Python writer for MCPL files

Question

Python writer for MCPL files

grzanka opened this issue 2 years ago · comments

hi, this is a great tool. I saw a python code to inspect and load binary MCPL files.
Are you planning to provide a python wrapper to generate MCPL files ?
This would simplify working with python to generate phasespace files from binary files generated by other MC codes (i.e. SHIELD-HIT12A). We are discussing with @nbassler a converter (https://github.com/DataMedSci/pymchelper) which would read multiple binary files generated in parallel run of SHIELDHIT12A and then convert them into single MCPL phasespace file.

Thomas Kittelmann · Answer 1 · Fri Mar 31 2023 17:41:54 GMT+0800 (China Standard Time)

Absolutely, this is planned and often discussed (see e.g. #54).
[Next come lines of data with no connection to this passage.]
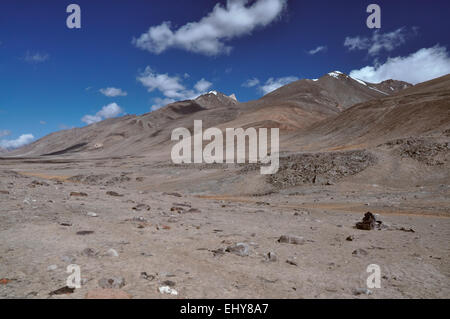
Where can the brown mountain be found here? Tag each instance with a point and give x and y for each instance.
(293, 107)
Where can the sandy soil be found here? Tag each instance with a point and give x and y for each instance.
(170, 245)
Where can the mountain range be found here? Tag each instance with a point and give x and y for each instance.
(333, 109)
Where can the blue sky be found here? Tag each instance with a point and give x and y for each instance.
(52, 77)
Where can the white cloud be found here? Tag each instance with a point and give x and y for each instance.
(378, 42)
(209, 34)
(202, 85)
(5, 133)
(37, 57)
(19, 142)
(272, 84)
(108, 111)
(171, 87)
(160, 102)
(423, 65)
(320, 48)
(251, 83)
(113, 92)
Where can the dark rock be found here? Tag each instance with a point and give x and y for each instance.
(169, 283)
(78, 194)
(140, 207)
(271, 256)
(359, 252)
(239, 249)
(291, 262)
(89, 252)
(112, 193)
(115, 282)
(62, 291)
(85, 232)
(369, 222)
(173, 194)
(289, 239)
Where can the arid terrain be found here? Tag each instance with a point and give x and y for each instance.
(108, 198)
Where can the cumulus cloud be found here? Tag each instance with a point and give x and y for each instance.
(270, 85)
(320, 48)
(251, 83)
(5, 133)
(171, 87)
(22, 140)
(274, 83)
(209, 34)
(113, 92)
(420, 66)
(202, 85)
(379, 41)
(108, 111)
(36, 57)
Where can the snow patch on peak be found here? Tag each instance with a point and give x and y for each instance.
(335, 74)
(360, 81)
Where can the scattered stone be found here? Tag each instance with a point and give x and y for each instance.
(182, 204)
(89, 252)
(35, 183)
(115, 282)
(271, 256)
(369, 222)
(68, 259)
(140, 207)
(179, 210)
(169, 283)
(410, 230)
(112, 252)
(112, 193)
(289, 239)
(62, 291)
(4, 281)
(107, 294)
(65, 224)
(52, 267)
(291, 262)
(301, 213)
(362, 291)
(359, 252)
(78, 194)
(146, 276)
(240, 249)
(173, 194)
(167, 290)
(85, 232)
(218, 252)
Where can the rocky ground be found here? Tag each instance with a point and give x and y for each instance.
(133, 239)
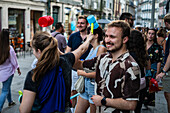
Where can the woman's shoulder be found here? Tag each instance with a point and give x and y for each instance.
(68, 57)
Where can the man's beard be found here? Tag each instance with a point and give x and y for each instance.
(83, 29)
(116, 49)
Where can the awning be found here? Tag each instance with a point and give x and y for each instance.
(103, 21)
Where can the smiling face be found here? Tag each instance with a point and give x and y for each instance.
(151, 35)
(113, 39)
(82, 25)
(36, 53)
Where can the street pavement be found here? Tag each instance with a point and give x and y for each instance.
(25, 66)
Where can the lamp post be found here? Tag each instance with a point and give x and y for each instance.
(153, 13)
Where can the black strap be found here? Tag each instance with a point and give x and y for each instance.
(56, 34)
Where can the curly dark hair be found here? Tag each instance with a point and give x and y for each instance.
(137, 45)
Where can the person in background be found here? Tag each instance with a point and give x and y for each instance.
(136, 43)
(58, 34)
(161, 38)
(8, 66)
(75, 40)
(53, 29)
(84, 100)
(117, 73)
(155, 57)
(128, 18)
(165, 72)
(48, 85)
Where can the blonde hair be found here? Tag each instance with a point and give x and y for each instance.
(49, 56)
(167, 18)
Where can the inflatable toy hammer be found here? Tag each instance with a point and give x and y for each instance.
(93, 23)
(45, 21)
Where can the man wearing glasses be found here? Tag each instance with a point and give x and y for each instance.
(128, 18)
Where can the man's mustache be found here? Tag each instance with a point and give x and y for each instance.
(110, 43)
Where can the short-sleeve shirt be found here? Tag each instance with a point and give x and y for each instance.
(167, 49)
(66, 63)
(118, 79)
(75, 40)
(61, 41)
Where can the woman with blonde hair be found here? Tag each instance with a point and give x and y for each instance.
(8, 66)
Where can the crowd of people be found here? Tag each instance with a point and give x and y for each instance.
(117, 66)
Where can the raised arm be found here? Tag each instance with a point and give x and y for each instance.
(80, 51)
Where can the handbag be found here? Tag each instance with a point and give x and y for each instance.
(79, 85)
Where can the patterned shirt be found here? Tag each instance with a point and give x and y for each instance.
(118, 79)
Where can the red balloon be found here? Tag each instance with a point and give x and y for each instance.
(45, 21)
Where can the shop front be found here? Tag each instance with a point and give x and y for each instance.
(16, 25)
(34, 26)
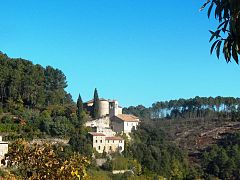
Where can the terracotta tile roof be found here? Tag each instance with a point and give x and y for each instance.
(96, 134)
(128, 117)
(114, 138)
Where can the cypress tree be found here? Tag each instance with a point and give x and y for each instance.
(95, 104)
(79, 109)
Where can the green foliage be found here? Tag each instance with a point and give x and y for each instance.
(157, 155)
(227, 33)
(198, 107)
(222, 160)
(41, 162)
(23, 84)
(81, 142)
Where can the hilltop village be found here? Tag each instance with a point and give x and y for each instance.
(110, 125)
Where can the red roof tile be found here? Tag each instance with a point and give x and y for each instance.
(96, 134)
(114, 138)
(128, 117)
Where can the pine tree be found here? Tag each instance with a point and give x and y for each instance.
(95, 104)
(79, 109)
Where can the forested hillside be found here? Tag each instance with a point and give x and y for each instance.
(24, 84)
(33, 101)
(198, 107)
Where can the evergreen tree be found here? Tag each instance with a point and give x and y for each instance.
(79, 106)
(80, 113)
(95, 104)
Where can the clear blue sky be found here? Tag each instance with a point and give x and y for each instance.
(136, 51)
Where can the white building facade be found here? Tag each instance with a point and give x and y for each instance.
(124, 123)
(102, 143)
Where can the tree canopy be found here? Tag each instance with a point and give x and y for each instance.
(227, 34)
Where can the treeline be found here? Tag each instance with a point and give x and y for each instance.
(198, 107)
(33, 102)
(24, 84)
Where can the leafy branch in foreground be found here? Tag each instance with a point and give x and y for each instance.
(227, 34)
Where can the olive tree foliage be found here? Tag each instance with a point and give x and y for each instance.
(40, 161)
(227, 35)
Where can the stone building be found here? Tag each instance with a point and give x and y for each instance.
(102, 143)
(3, 148)
(106, 107)
(124, 123)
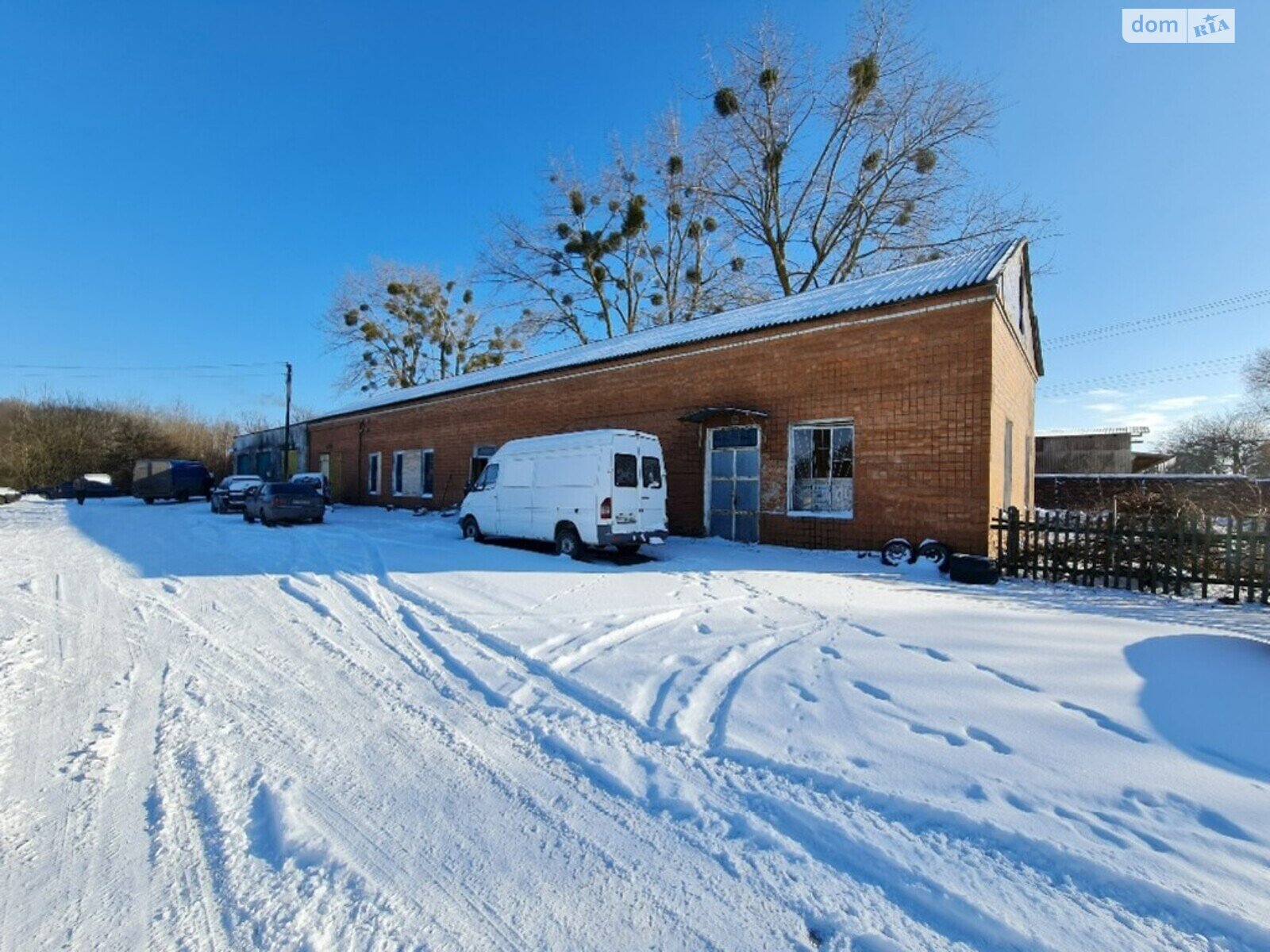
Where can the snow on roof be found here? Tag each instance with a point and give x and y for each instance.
(952, 273)
(1098, 432)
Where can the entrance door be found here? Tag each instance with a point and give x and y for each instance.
(732, 484)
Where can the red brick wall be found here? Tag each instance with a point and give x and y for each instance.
(918, 389)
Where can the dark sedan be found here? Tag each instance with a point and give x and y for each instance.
(283, 501)
(230, 495)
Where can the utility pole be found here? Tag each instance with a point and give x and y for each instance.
(286, 432)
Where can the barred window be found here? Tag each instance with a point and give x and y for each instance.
(822, 469)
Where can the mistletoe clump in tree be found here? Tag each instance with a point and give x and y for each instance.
(832, 171)
(634, 247)
(403, 325)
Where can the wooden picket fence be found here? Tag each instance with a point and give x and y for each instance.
(1229, 556)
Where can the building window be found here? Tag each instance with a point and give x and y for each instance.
(822, 470)
(398, 473)
(412, 473)
(1029, 479)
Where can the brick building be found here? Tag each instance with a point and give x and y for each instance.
(893, 405)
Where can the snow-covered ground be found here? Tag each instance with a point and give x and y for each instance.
(370, 734)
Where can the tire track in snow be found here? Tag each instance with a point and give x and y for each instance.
(918, 820)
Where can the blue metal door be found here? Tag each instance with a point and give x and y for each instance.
(732, 484)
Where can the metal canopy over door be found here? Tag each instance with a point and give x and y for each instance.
(732, 482)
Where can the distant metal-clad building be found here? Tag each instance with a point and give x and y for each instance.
(1104, 452)
(264, 454)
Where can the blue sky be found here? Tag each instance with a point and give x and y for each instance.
(186, 183)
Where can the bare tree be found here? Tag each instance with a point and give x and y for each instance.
(694, 264)
(403, 325)
(52, 440)
(575, 272)
(1226, 443)
(1257, 378)
(831, 171)
(637, 245)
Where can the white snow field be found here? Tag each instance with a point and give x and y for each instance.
(371, 734)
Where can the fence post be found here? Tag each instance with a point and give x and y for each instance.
(1013, 543)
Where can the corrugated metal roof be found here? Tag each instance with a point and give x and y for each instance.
(891, 287)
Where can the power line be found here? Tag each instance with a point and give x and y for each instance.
(139, 367)
(1194, 370)
(1213, 309)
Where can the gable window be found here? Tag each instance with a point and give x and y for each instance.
(1009, 476)
(822, 470)
(1022, 305)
However, it is not completely clear when there will be time to work on this - if lucky then maybe in the fall. For that reason, I recommend you either merge them with the mcpltool (compiled) cmdline utility, or with a bit of custom C code (look for the word "merge" in mcpl.h).

What level of custom filtering or editing would your use-case need?

Leszek Grzanka · Answer 2 · Fri Mar 31 2023 18:16:30 GMT+0800 (China Standard Time)

I believe we don't need any filtering at all. We have a python reader of the binary files generated by SHIELD-HIT12A code (https://github.com/DataMedSci/pymchelper/blob/master/pymchelper/readers/shieldhit/reader_bdo2019.py#L16) . It will be used
once we have implemented a feature of scoring phase space file in the SHIELD-HIT12A. In the reader we will have access to couple of numpy arrays which we would simply like to dump to MCPL file.
So in fact simple numpy to MCPL converter would be enough for us.

Erik B Knudsen · Answer 3 · Fri Mar 31 2023 18:55:25 GMT+0800 (China Standard Time)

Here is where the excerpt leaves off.